Hacker News new | ask | show | jobs
by anonymousguy 3604 days ago
Small child have to learn language from nothing. They just figure it out through exposure and practice. Even pets learn some language. This is the model to emulate.

Ultimately language use requires a few skills:

* a good parser * motor cognition/coordination * a good memory * semantics/context * vocabulary * situational awareness

The first two in the list are what small children struggle with the most. Fortunately, we can eliminate motor coordination as a need for AI. Although extremely powerful parsers demand a specialized expertise to produce this part of the problem is straight forward. I write open source multi-language/multi-dialect parsers as an open source hobby.

I discount vocabulary and situational awareness, because most children still haven't figure this out until they enter high school long after they have learned the basics of speech. That pattern of human behavior dictates that while it might be hard to teach these skills to a computer you can put this off a long ways down the road until after basic speech is achieved.

If somebody paid me the money to do this research my personal plan of attack would be:

1. Focus on the parser first. Start with a text parser and do audio to text later. Don't worry about defining anything at this stage. When humans first learn to talk and listen they are focusing upon the words and absolutely not what those words mean.

The parser should not be parsing words. Parsing words from text is easy. The parser should be parsing sentences into grammars, which is harder but still generally straight forward with many edge cases.

2. Vocabulary. Attempt to define words comprising the parsed grammar. Keep it simple. Don't worry about precision at first. Humans don't start with precision and humans get speech wrong all the time. This especially true for pronouns. Just provide a definition.

3. Put the vocabulary together with the parsed grammar. It doesn't even have to make sense. It just has to have meaning for words and the words together in a way that informs an opinion or decision to the computer. Consider this sentence as an example: I work for a company high up in the building with a new hire that just got high and gets paid higher than my high school sweetheart.

4. If the sentence is part of a paragraph or a response to a conversation you can now focus on precision. You have additional references from which to draw upon. You are going to redefine some terms, particularly pronouns. Using the added sentences make a decision as to whether new definitions apply more directly than the original definitions. This is how humans do it. These repeated processing steps means wasted CPU cycles and its tiring for humans too.
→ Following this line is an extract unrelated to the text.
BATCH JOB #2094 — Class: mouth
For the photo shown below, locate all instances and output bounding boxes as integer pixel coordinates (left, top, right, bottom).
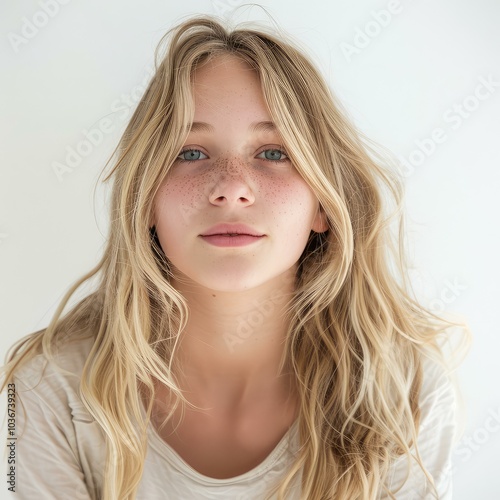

5. Formulate a response. This could be a resolution to close the conversation, or it could be a question asking for additional information or clarity. Humans do this too.

6. Only based upon the final resolution determine what you have learned. Use this knowledge to make decisions to modify parsing rules and amend vocabulary definitions. The logic involved is called heuristics.

This only way all this works is to start small, like a toddler, and expand it until the responses become more precise, faster, and more fluid. At least.... this is how I would do it.

2 comments

It depends a bit on what you are trying to achieve but I think hooking neural type networks together to simulate human mental faculties might be a better way forward. For instance much of human thinking seems to work around visualizing things in 3d space so you can say to someone imagine a dog on a skateboard on top of a hill and you give it a push, what happens? Once you've got that kind of stuff working with spatial awareness, cause and effect and so on using neural type processing I think the language understanding would come fairly naturally.
You have some good points, but this naive approach of handcoding "cognitive modules" was tried many times in 20th century, and it didn't work at all.

But look at what Deepmind does: it takes these ideas (and also ideas from systems neuroscience), implements them as differentiable modules and trains them on data in end-to-end fashion. This works really well.

Learning is very important, much more important than architecture. If you have a model that can learn you can add more structure later - again this is what modern deep learning is all about.